Schroeder was considered among the ten fastest swimmers in the world in the 100 breaststroke between 1983-1990.

He married Dawn Schroeder whom he met while at the University of California Santa Barbara. Dawn also swam for UC Santa Barbara, and later taught Elementary School in Goleta, California. Schroeder's son Grant played Water Polo for two years and was on the Triathlon team at UC Berkeley where he won the University medal for academics, and his research in Biology. Schroeder's younger daughter Erica participated in Track and Field at the University of Washington.

==Olympics==
Though he had the slowest times in the qualifying heats for the event, Schroder qualified for U.S. Olympic team by finishing first in the 1984 Olympic trials in Indianapolis at the University of Indiana of Perdue University pool in the 200-meter breaststroke. He clinched his Olympic berth with a first place time of 2:17.64 in the finals, finishing just ahead of American breaststroker John Moffett by only .02 seconds.

===1984 Olympics===
Schroeder represented the United States at the 1984 Summer Olympics in Los Angeles, California and earned a gold medal by swimming the breaststroke leg for the winning U.S. team in the third preliminary heat of the men's 4×100-meter medley relay that swam a combined time of 3:44.33, with Schroder swimming backstroke leg in a time of 1:02.66. The finals team swam a 3:39.30, though Schroeder did not swim in the finals.
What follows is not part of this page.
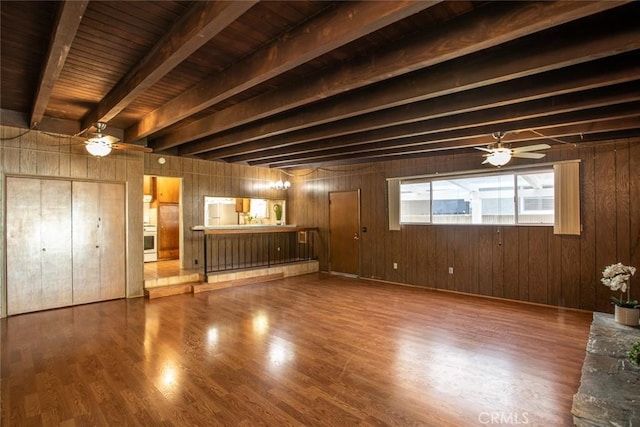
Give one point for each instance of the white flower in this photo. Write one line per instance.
(616, 276)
At the 1984 Olympics, he also competed in the men's 200-meter breaststroke, finishing fourth in the final with a time of 2:18.03.

===1988 Olympics===
Schroeder represented the United States at the 1988 Summer Olympics in Seoul, South Korea. He won a gold medal swimming the breaststroke leg in the final of the men's 4×100-meter medley relay for the winning U.S. team that had a first place time of 3:36.93, with Schroder swimming his breaststroke leg in 1:01.64. Schroeder swam with the team of David Berkoff, Matt Biondi, and Chris Jacobs. Their time for the Medley relay in the Olympics that year set a world and olympic record. Schroeder finished sixth in the final of the men's 100-meter breaststroke event with a time of 1:02.55.

===International competition===
Schroeder competed at the Pan Pacific Games. In the 100 breaststroke, he captured silver medals in the 100 breaststroke in 1987 and 1989. He took first place and won a gold medal in the 1987 medley relay. Significantly he won the 1987 US title in 1987 in the 100 breaststroke. He placed second at the U.S. championships in the 100 breaststroke in 1984 and 1988.
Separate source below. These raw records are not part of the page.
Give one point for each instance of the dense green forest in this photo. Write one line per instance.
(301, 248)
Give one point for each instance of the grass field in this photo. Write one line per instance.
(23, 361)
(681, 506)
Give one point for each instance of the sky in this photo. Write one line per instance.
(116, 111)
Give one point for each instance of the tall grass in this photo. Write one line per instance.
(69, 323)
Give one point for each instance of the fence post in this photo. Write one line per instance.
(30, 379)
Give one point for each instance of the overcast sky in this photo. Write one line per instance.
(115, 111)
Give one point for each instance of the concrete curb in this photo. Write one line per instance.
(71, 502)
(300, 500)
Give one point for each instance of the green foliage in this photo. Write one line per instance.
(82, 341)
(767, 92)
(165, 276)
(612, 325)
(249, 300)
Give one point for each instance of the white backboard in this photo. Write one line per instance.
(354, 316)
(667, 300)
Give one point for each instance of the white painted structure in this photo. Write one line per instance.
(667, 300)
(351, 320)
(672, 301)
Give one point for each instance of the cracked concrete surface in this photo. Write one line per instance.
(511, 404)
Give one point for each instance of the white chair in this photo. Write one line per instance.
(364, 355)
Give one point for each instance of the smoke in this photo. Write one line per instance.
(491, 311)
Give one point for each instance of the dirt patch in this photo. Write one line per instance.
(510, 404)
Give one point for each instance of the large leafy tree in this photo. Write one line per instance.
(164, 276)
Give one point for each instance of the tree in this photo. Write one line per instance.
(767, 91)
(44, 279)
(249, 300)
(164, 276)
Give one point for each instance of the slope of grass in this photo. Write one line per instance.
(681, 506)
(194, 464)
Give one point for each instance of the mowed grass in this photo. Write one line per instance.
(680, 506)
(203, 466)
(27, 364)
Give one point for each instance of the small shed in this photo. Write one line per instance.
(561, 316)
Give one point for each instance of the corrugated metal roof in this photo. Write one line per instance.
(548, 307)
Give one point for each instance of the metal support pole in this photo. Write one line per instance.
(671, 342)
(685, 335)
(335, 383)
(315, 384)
In 1987, he worked as an accountant for Price Waterhouse in San Francisco, before making the decision to train for the 1988 Olympics. He trained in April, 1988 with the Santa Barbara Swim Club under former coach Tom Chasson.
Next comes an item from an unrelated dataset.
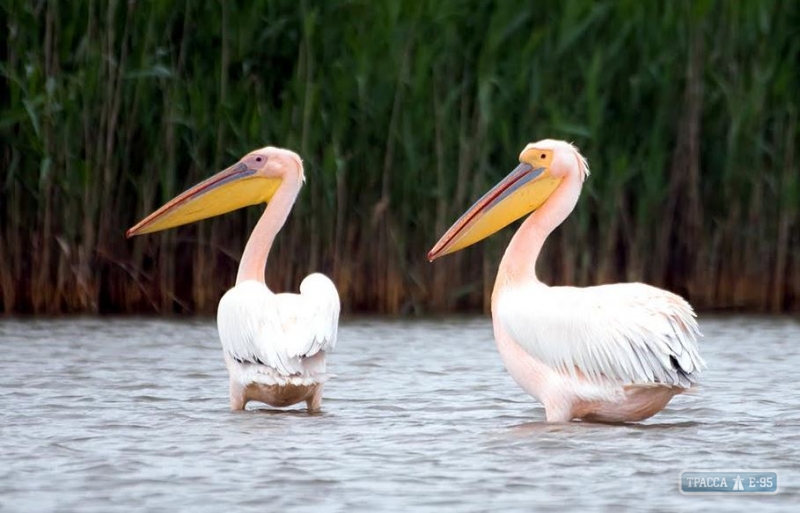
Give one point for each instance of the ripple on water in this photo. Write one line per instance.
(131, 414)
After retiring from elite competitive swimming, Schroeder swam for fitness and recreation with United States Masters swimming. In August 2012, swimming in the 50-54 age group, he set two Masters age group records, at the Southern Pacific Master's Long Course Championships. Swimming for the Master's team of UC-Santa Barbara in the 100 breaststroke, he recorded a time of 1:09.23 going just under the former world record of 1:09.36. In the 50 breaststroke he swam a time of 30.88 in the 50 breast going just under the former age-group world record of 30.97. He also competed very favorably in backstroke events in US Masters meets, formerly breaking the world record for the 200 backstroke for the age group 45-59.

===Honors===
Shroeder was inducted into the UC Santa Barbara Athletic Hall of Fame.